Estimate running time of a orthoFinder
2
0
Entering edit mode
6 weeks ago
dago ★ 2.7k

Hi All, I would like to run orthoFInder on ~2000 bacterial genomes. The authors report in the paper an estimated run-time for up to 256 fungal genomes. So, I believe this is not really applicable to my case. Hence, I was wondering whether someone has a good tip to estimate how long would this program (or more in general any proram) run.

Thank you

gene bacteria genome • 247 views
0
Entering edit mode

As programs might not scale linearily you could test by running with 1,2,3,4, etc genomes and then derive a simple equation to predict runtime.

0
Entering edit mode

This will highly likely depend a lot on the computer infrastructure that you have access to, and the system of the authors. RAM, CPU, disk speed, maybe network...

0
Entering edit mode

A: OrthoFinder running time one of the developer mentions that ability to use DIAMOND speeds things up significantly.

3
Entering edit mode
6 weeks ago

Some theoretical considerations will help to clarify this problem.

It is relatively straight forward to deduce that the problem complexity class is not linear but quadratic over the number of genomes n, or with some simplifications: Given g is proportional to genome size, and T_p(g) is the complexity of an algorithm comparing each pair of genomes, and all n genomes are of equal size, then an algorithm must compare all genomes against all other genomes, or T_o(n) = O(n^2) * T_p(g). Because a single pairwise comparison costs the same and genome sizes are fixed for our set, we can think of it as T_p(g) as a constant and forget about it for now: T(n) = O(n^2) Of course, this constant factor is what makes the main difference in runtimes and there is some large variability from implementation etc. We also abstract from the possibility that a heuristic could not need to look at all pairs completely.

Figure 4 M in the orthoPaper shows this quite well, note that both axes are of logarithmic scale. For example, if the problem is quadratic, for every doubling of n, the run-time quadruples or T(2n) ~ 4T(n). This is of course very approximate, whatever one algorithm has as an advantage might be gained by its heuristics, and in reality, not all genomes have equal size.

So, what does that mean for your example? 2000 ~ 2048 . For 2048 genomes, the total time could be about 64 times that of 256 genomes. With the running time of the paper that would give ~ 115 days. You might gain a little on the genome size dependent factor. Therefore it is important to measure run time by always doubling the input size (2,4,8,16) in the same way as in Figure 4 M. In fact you could simply do linear regression on the log-transformed values and extrapolate run-times using both log-scales.

0
Entering edit mode

It is surprising that no information about the hardware used is included in the paper.
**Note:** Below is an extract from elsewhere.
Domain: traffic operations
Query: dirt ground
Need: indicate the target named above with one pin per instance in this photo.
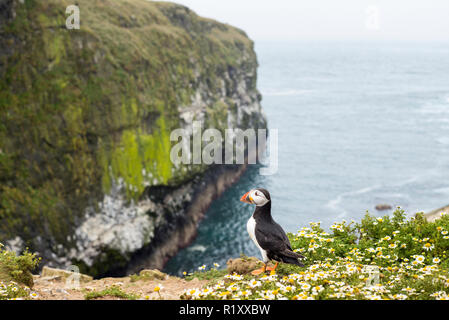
(48, 288)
Only thing I could find was standard computer hardware without any specifics.

If money was no object then one could think of doing this analysis in parallel in cloud to speed things up substantially. Would require some benchmarking since the original paper is thin on hardware specifics.

0
Entering edit mode

The authors talk about using 16 parallel threads repeatedly. So I am guessing that they had a single 8-core CPU like an Intel Core i7 or i9. If the tasks were perfectly parallelizable, then still because of the quadratic nature of the problem one needs to overspend on the CPU side: one would need 64 times the CPU resources (8*64=512) from the paper to manage the only 8-fold larger problem in the same time. So it is essential to bring n down also, if possible.
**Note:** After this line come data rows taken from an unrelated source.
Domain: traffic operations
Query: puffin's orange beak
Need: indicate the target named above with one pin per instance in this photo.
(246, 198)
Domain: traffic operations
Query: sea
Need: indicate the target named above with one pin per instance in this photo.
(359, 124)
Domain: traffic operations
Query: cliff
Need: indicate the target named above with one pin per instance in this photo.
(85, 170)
To cluster the 2000 genomes and to combine very similar sequences could help.

2
Entering edit mode
6 weeks ago
Mensur Dlakic ★ 10k

The estimate for 256 fungal genomes is not good not only because the number of genomes and their sizes don't match to yours, but also because you most likely have a different computer configuration. Still, I think that as a ballpark value you can safely go with 5-10x of what they determined.
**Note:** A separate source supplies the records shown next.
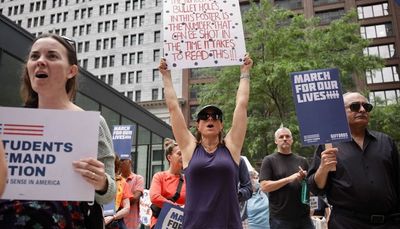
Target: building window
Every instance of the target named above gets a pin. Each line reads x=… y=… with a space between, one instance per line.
x=156 y=55
x=110 y=79
x=383 y=51
x=97 y=62
x=98 y=44
x=141 y=21
x=124 y=59
x=370 y=11
x=384 y=75
x=154 y=94
x=376 y=31
x=330 y=15
x=157 y=19
x=385 y=97
x=85 y=63
x=140 y=57
x=130 y=95
x=87 y=45
x=104 y=62
x=133 y=39
x=112 y=61
x=141 y=38
x=132 y=58
x=123 y=78
x=156 y=75
x=131 y=77
x=138 y=95
x=103 y=78
x=125 y=40
x=157 y=36
x=138 y=76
As @ATpoint told you, the way to do this properly is to take a fraction of data, and try to scale it to the whole dataset. The problem is that just any number of genomes will not do, especially if they have significantly different sizes. This is to say that you should try to select a good representatives of the whole dataset - not five smallest or five largest, but a number that is closer to the median size. I would not go with anything less than a 100 to estimate a dataset that has ~2000 genomes. Maybe try 10, 20, 50 and 100 that have good size representation, and see whether the scaling is linear. At that point you would have done less than 10% of all genomes as it relates to time investment, which I think is acceptable for a job of this size. You may realize that a faster computer or indeed a computer cluster is the only way to get this done reasonably fast.

Separately, I would guess that many of the genomes are similar, and some of them likely to be near-identical. You would considerably lighten the computational burden by clustering the genomes beforehand into a smaller subset. Chances are that whatever results you get for any given genome, it can be safely assumed that a different genome with similar size and 99% identity would yield the same result.